BROOKSVILLE - It started last week when County Commissioner Jim Adkins wanted to know why the software program the county uses to assemble meeting agendas was not reviewed by appropriate staff members in a timely manner.
He expressed surprise when County Administrator Len Sossamon told him that 75 percent of the items scheduled for the agenda were not ready for his review by the deadline.
"It blew my mind," Sossamon said. "I just kind of freaked out."
Sossamon said he will direct managers and deputy administrators to do a better job of signing off on agenda items so as not to create backlogs and hardship on his staff and to make sure the county's business all makes it onto the agendas for the bi-weekly meetings.
"I think everybody should be a little more diligent," Sossamon said. "There is a lot of time involved. There's important business for the county"
Tina Duenninger, the administrator's executive assistant, said the last meeting was particularly difficult due to a lack of managerial reviews that didn't make it in time for deadline. All the items eventually got onto the meeting agenda but it took extra work.
The process is hectic enough as it is, Duenninger said, and when reviews and final sign-offs are late it exacerbates the problem.
"That creates a huge hassle," she said. "It backlogs everything."
Hernando County has used the Minute Traq software system for about four years to generate agendas and compile meeting materials.
Duenninger said before she was hired in March, the former executive assistant received help with the agenda from Community Relations Coordinator Brenda Frazier. But after Frazier retired, it has been pretty much a one-person task for her, Duenninger said.
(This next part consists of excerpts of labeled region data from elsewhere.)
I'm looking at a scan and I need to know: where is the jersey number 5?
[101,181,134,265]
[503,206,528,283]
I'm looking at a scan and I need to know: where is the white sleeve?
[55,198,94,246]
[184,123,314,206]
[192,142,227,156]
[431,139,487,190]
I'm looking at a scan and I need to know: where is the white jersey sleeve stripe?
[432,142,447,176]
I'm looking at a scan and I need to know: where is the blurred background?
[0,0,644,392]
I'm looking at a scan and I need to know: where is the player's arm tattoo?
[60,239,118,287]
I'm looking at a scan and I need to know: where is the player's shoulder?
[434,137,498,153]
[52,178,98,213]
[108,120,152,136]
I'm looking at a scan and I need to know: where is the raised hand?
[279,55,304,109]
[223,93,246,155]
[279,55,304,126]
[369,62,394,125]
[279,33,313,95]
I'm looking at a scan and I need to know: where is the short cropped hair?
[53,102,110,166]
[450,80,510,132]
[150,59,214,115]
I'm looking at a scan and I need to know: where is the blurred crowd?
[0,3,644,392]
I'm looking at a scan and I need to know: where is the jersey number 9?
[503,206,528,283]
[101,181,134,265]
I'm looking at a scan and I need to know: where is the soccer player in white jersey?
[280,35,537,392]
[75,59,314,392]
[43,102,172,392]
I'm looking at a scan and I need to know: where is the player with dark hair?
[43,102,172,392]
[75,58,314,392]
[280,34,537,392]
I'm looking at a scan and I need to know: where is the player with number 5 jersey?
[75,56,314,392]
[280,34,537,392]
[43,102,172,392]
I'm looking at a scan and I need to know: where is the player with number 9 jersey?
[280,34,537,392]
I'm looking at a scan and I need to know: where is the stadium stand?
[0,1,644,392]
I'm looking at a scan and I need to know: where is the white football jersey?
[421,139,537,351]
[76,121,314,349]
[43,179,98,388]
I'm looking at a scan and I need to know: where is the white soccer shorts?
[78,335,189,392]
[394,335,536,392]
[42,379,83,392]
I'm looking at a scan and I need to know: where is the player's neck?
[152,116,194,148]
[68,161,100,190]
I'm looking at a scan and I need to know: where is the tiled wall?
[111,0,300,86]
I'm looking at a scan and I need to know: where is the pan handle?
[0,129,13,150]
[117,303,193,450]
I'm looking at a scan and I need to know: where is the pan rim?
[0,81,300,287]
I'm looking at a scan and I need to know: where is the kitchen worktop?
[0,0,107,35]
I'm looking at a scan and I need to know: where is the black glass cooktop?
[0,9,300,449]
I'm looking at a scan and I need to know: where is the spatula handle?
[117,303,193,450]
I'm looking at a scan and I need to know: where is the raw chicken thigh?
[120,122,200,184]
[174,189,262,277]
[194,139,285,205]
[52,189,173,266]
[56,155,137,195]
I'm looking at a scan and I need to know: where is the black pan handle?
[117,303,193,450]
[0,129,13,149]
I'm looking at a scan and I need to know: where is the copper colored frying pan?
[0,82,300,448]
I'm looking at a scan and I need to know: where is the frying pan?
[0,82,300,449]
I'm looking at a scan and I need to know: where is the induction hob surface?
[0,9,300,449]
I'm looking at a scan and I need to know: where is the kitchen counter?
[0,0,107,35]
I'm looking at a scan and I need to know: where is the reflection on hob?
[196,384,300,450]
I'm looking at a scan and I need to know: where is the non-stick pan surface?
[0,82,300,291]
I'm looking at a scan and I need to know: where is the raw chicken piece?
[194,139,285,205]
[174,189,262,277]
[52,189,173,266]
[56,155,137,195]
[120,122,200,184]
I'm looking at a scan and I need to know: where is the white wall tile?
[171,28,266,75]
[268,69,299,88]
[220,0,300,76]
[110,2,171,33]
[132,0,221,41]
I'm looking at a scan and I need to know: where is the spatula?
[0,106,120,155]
Virginia Singer, who replaced Frazier, is still getting up to speed on the Minute Traq system, Duenninger said.
Also, the county plans to hire another person to help relieve the duties of both Duenninger and Singer. That job posting has yet to be approved.
Adkins said he wants to see how the process of putting together meeting agendas can be better managed to avoid getting employees frustrated.
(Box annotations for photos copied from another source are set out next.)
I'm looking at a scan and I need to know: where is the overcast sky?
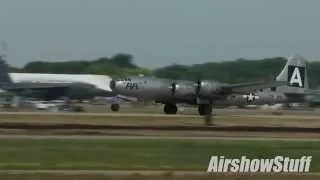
[0,0,320,68]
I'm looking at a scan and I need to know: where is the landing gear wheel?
[111,104,120,111]
[163,104,178,114]
[198,104,213,126]
[198,104,212,116]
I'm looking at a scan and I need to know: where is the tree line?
[7,54,320,88]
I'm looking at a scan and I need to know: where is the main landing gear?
[110,104,120,112]
[163,104,178,114]
[198,103,213,126]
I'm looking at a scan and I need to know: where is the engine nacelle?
[195,81,221,98]
[170,80,195,97]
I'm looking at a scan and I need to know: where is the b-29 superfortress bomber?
[110,56,292,115]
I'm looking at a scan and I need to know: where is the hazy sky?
[0,0,320,68]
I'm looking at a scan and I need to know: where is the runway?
[0,135,320,142]
[0,169,320,178]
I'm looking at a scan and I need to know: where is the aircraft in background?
[0,55,114,105]
[227,55,319,107]
[110,63,286,115]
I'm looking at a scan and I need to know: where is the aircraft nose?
[110,80,116,90]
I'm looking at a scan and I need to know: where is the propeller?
[194,80,202,94]
[169,82,179,95]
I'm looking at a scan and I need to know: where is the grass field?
[0,139,320,172]
[0,113,320,127]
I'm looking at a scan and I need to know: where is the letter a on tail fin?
[276,55,309,93]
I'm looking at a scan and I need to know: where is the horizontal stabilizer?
[223,81,287,93]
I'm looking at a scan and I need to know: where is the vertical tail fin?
[0,54,12,84]
[276,55,309,94]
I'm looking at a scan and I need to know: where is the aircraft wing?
[3,83,71,91]
[305,89,320,95]
[222,81,287,93]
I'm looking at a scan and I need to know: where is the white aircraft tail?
[276,55,309,94]
[0,54,12,84]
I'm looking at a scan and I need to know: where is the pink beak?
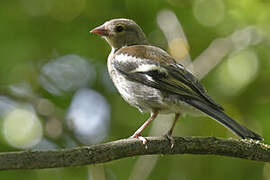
[90,25,109,36]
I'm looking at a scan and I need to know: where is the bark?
[0,137,270,170]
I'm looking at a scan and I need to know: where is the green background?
[0,0,270,180]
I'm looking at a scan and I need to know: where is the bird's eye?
[115,26,124,32]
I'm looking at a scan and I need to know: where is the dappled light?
[39,55,96,96]
[3,108,42,148]
[216,50,259,96]
[0,0,270,180]
[66,89,110,144]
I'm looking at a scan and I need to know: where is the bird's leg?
[130,111,158,144]
[165,113,181,148]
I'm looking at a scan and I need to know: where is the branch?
[0,137,270,170]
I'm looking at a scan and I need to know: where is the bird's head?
[90,18,148,49]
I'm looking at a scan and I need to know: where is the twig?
[0,137,270,170]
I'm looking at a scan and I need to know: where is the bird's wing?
[112,45,223,111]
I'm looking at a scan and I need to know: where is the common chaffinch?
[90,18,262,145]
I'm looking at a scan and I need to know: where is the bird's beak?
[90,25,109,36]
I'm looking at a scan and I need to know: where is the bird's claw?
[165,133,175,149]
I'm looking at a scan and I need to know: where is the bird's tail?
[185,99,263,140]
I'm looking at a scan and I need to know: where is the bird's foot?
[164,133,175,149]
[130,133,148,149]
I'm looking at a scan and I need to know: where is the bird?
[90,18,263,146]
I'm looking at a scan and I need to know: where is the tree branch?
[0,137,270,170]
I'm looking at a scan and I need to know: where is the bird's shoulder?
[113,45,176,64]
[112,45,223,110]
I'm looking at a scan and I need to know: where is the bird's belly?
[110,67,200,115]
[110,71,166,112]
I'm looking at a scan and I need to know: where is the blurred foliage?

"This puts a tremendous strain on the secretary (Duenninger)," Adkins said.
Sossamon said he has already talked to Duenninger and Singer about possibly having a workshop to discuss fine-tuning the mechanics "to see if we can make it work better."
Commissioner Wayne Dukes asked Sossamon to keep the board informed "so at least we know what's going on."
Dukes also wants to know which department managers and administrators are routinely late in reviewing agenda items.